BackgroundTo address the problem of resource limitation, biomarkers having a potential for mortality prediction are urgently required. This study was designed to evaluate whether hemogram‐derived ratios could predict in‐hospital deaths in COVID‐19 patients.Materials and MethodsThis multicenter retrospective study included hospitalized COVID‐19 patients from four COVID‐19 dedicated hospitals in Sylhet, Bangladesh. Data on clinical characteristics, laboratory parameters, and survival outcomes were analyzed. Logistic regression models were fitted to identify the predictors of in‐hospital death.ResultsOut of 442 patients, 55 (12.44%) suffered in‐hospital death. The proportion of male was higher in nonsurvivor group (61.8%). The mean age was higher in nonsurvivors (69 ± 13 vs. 59 ± 14 years, p < 0.001).
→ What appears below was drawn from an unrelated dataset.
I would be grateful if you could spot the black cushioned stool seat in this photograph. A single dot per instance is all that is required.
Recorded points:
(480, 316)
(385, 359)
Compared to survivors, nonsurvivors exhibited higher frequency of comorbidities, such as chronic kidney disease (34.5% vs. 15.2%, p ≤ 0.001), chronic obstructive pulmonary disease (23.6% vs. 10.6%, p = 0.011), ischemic heart disease (41.8% vs. 19.4%, p < 0.001), and diabetes mellitus (76.4% vs. 61.8%, p = 0.05). Leukocytosis and lymphocytopenia were more prevalent in nonsurvivors (p < 0.05). Neutrophil‐to‐lymphocyte ratio (NLR), derived NLR (d‐NLR), and neutrophil‐to‐platelet ratio (NPR) were significantly higher in nonsurvivors (p < 0.05). After adjusting for potential covariates, NLR (odds ratio [OR] 1.05; 95% confidence interval [CI] 1.009‐1.08), d‐NLR (OR 1.08; 95% CI 1.006‐1.14), and NPR (OR 1.20; 95% CI 1.09‐1.32) have been found to be significant predictors of mortality in hospitalized COVID‐19 patients. The optimal cut‐off points for NLR, d‐NLR, and NPR for prediction of in‐hospital mortality for COVID‐19 patients were 7.57, 5.52 and 3.87, respectively.ConclusionInitial assessment of NLR, d‐NLR, and NPR values at hospital admission is of good prognostic value for predicting mortality of patients with COVID‐19.